The best pot pies are homemade ones, but lazy pot pies are the best answer to cold weather and low energy. You have every right to eat thick meat stews in pie form, but not everyone has the gumption to toil away for hours. There is a way to have it all. Summon up your inner Sandra Lee: This hearty dish is made with store-bought components, so you can manipulate them into a delicious and worthy pie.
For a proper lazy pie that tastes better than anything in the frozen section, you’ll need a can of soup and a sheet of packaged, frozen pastry. You can use puff pastry, or a sheet of pie dough, if you prefer. Thaw the pastry in the refrigerator according to the package directions, and preheat the oven to 400°F. Grab a can of creamy chicken soup. Maybe you already have a favorite: It might be chicken corn chowder, or chicken and dumplings, maybe even creamy chicken noodle, Progresso makes a chicken pot pie style soup, but whatever it is, this is your base.
Add the soup to a pot. Bring it to a boil and stir in a cornstarch slurry. This will thicken your filling to enrobe the ingredients and ensure it’s not runny.

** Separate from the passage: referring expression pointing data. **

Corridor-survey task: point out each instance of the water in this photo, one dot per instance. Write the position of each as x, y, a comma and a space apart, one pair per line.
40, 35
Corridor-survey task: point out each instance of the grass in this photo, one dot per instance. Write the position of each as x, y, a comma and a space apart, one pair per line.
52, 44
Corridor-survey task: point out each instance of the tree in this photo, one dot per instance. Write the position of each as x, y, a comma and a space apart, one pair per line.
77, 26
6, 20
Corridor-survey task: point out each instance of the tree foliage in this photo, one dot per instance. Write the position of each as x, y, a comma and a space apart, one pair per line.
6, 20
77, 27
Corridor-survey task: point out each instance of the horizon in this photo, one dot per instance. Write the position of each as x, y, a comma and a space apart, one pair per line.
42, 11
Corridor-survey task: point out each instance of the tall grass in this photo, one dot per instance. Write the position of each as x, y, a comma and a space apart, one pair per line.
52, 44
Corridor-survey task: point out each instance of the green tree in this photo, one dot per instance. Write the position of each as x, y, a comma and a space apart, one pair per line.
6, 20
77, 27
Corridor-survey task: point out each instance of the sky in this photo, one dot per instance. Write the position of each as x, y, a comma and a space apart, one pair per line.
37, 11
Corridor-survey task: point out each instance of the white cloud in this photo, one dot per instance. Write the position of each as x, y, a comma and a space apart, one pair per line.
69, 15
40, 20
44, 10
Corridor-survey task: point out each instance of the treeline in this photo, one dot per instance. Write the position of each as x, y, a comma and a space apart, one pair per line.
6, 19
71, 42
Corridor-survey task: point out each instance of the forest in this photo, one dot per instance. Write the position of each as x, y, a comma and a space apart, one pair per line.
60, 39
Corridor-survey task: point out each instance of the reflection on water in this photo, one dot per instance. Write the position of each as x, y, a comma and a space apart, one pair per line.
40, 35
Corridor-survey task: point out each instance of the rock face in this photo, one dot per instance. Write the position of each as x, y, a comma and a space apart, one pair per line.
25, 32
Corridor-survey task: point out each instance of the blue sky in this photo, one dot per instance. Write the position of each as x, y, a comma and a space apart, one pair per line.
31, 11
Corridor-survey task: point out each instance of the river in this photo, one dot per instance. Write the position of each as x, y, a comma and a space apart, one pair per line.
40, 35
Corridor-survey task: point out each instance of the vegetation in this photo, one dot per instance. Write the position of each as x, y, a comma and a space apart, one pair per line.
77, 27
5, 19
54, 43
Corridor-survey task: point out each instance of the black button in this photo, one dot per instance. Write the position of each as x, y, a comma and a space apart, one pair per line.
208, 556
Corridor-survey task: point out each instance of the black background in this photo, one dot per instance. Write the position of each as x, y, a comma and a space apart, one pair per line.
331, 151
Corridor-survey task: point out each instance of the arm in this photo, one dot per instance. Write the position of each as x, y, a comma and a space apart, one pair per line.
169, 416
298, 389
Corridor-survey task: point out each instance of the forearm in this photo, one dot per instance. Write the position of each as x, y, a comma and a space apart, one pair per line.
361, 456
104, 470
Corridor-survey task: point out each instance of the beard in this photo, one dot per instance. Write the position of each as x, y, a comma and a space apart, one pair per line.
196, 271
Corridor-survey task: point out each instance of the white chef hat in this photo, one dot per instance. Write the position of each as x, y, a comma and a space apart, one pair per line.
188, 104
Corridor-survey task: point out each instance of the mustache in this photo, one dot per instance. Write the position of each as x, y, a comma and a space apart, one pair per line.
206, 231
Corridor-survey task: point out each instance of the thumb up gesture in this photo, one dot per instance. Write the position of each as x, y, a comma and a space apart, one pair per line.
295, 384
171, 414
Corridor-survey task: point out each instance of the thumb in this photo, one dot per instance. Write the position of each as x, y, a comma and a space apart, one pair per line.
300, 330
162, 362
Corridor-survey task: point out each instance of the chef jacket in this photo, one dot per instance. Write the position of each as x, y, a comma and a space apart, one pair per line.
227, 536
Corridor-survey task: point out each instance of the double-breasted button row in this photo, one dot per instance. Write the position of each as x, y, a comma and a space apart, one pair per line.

If you haven’t made a cornstarch slurry before, stir about two tablespoons of cornstarch into a half cup of cold water until you no longer feel it sticking at the bottom. (You may not use all of this liquid depending on your texture preference.) Add half of the slurry to the boiling soup while stirring quickly. Let the mixture return to a boil to see how thick it is. If you like it thicker, add the rest of the slurry while stirring. You’ll only be able to see the full impact of the cornstarch once it returns to a boil. If you like it even thicker, you can always make more slurry.
Take the mixture off the heat. At this point, you can take the soup to near scratch-made flavor levels. Stir in cooked, shredded chicken, frozen peas, frozen corn, or small pieces of potato. Get a little inspired and add fresh or dried herbs and some savory spices. Anything additional from your fridge or spice rack will take this canned soup further and further away from tasting like canned soup. No need to bring it back to a boil, though; it’s about to go in the oven.
Pour the filling into an oven safe pie plate, ramekin, cast iron skillet, or other pot pie-worthy baking dish. Place the thawed pastry on the counter and cut vent slits into it. Lay the pastry over the top of the filling. You can trim the edges so it fits the dish neatly, or leave some overhang. There’s no need to crimp or press the pastry to the dish, but if you like the effect, you certainly can. Note that puff pastry will have better lift if you leave the edges untouched. Lightly egg wash the top, avoiding the vents, and place the pie on a sheet tray in the 400°F oven for 20-30 minutes, or until the pastry has nicely browned, or puffed completely. Although you won’t want to, let the pie cool for 10 to 15 minutes before diving in.
You can use this method with any canned soup. Try chicken mushroom, or a clam chowder pot pie. A can of soup has always been one serving for me, but you can store leftovers in the fridge for up to three days, and reheat it in the microwave or in the oven. Reminder: Lazy chicken pot pies are best enjoyed in stretchy pants.